His results reveal that while most of the species had circular eye sockets, some had orbits that resembled a keyhole or a figure-of-eight.

“About two-thirds or three-quarters have the typical circular orbit and then the rest are deviating from that and doing something more extreme or more fancy,” said Lautenschlager.

Lautenschlager notes the keyhole or figure-of-eight orbits were generally found among meat-eaters with large skulls, in particular big carnivorous theropod dinosaurs such as Tyrannosaurus rex.

“There are a few groups within the theropods which have switched diet and adapted to a plant-eating or herbivorous diet. And those again have circular orbits,” said Lautenschlager. “So [orbit shape is] very closely linked to diet and size.”

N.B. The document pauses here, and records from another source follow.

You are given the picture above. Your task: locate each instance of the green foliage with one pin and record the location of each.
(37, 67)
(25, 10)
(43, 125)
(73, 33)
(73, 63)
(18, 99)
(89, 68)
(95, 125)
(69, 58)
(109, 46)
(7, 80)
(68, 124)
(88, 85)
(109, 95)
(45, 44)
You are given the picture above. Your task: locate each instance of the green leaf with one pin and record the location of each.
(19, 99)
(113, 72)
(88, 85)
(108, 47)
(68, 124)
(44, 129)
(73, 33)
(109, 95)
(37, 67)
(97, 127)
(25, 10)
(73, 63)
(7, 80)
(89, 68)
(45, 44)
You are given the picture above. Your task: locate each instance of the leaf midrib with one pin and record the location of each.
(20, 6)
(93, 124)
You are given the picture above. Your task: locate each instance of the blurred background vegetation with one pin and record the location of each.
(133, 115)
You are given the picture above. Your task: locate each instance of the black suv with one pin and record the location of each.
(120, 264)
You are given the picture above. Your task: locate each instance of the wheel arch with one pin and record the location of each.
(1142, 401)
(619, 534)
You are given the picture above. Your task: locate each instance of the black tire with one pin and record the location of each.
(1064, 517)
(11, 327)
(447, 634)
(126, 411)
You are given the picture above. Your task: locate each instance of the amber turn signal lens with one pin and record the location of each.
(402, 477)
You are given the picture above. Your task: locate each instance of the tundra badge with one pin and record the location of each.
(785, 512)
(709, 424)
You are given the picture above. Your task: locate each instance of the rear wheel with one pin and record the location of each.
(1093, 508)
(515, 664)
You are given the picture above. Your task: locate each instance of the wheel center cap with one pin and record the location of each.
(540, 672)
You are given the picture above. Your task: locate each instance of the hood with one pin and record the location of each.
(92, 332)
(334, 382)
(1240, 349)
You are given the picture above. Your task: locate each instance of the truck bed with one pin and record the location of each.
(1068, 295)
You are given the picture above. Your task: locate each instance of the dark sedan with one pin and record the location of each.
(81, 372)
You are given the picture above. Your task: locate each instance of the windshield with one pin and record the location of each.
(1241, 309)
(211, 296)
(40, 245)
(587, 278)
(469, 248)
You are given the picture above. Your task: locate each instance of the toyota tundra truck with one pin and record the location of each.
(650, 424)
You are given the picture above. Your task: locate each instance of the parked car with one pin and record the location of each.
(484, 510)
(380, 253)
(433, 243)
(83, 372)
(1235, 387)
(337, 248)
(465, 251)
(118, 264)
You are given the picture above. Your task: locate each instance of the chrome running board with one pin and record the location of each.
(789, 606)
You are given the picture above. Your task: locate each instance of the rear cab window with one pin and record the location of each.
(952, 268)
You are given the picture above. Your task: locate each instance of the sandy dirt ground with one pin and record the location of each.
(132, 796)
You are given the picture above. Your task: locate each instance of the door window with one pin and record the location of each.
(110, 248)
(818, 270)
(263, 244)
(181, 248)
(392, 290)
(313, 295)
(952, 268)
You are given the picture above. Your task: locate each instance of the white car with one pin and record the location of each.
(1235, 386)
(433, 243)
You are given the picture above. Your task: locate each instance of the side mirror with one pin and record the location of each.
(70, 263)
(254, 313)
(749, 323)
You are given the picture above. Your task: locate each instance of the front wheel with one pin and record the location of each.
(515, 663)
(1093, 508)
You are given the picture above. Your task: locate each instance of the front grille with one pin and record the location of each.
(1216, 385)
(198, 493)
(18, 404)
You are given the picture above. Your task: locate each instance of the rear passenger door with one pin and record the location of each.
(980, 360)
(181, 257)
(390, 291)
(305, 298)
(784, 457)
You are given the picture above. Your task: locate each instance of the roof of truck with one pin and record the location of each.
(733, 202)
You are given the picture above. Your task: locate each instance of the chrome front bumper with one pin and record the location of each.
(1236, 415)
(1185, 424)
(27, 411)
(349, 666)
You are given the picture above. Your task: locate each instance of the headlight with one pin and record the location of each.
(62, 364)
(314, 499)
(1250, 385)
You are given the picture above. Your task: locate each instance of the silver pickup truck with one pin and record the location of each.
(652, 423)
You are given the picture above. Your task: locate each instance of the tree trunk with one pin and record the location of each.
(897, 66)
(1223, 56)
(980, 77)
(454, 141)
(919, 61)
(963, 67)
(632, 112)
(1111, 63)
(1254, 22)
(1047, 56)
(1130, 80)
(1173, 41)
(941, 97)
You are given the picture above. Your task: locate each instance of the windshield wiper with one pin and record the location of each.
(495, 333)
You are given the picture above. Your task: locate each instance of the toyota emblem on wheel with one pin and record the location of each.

Lautenschlager used a series of computer models to explore the ramifications of the different eye socket shapes, finding that a circular orbit is associated with greater deformation of the bones around the eye socket during biting, and that key-hole or figure-of-eight shaped orbits helped to distribute stresses across the skull so they were not concentrated at one point.

The study also proposes that circular orbits might limit the space for jaw muscles, and hence their volume, with Lautenschlager noting that could affect overall bite force.

Lautenschlager said it was likely the non-circular eye sockets and high bite forces evolved in parallel.

“Interestingly, you see that in juvenile T rex, they still have the perfectly circular or nearly circular orbits, because they didn’t produce that high bite forces presumably, or had slightly different diet, or different prey repertoire,” Lautenschlager added.

Prof Steve Brusatte, a palaeontologist and T rex expert at the University of Edinburgh, who was not involved in the work, welcomed the study.

“When you peer into the eyes of a T rex skull, the eye socket looks a little bit funny, kind of like a keyhole. And it seems small for an animal with a head the size of a bathtub,” he said.

“This innovative new study shows that the eyes of T rex were shaped not only by the need for keen vision, but also by the need to bite strongly,” said Brusatte.

“As weird as it seems, the eyes of T rex actually helped make it one of the strongest biters in Earth history.”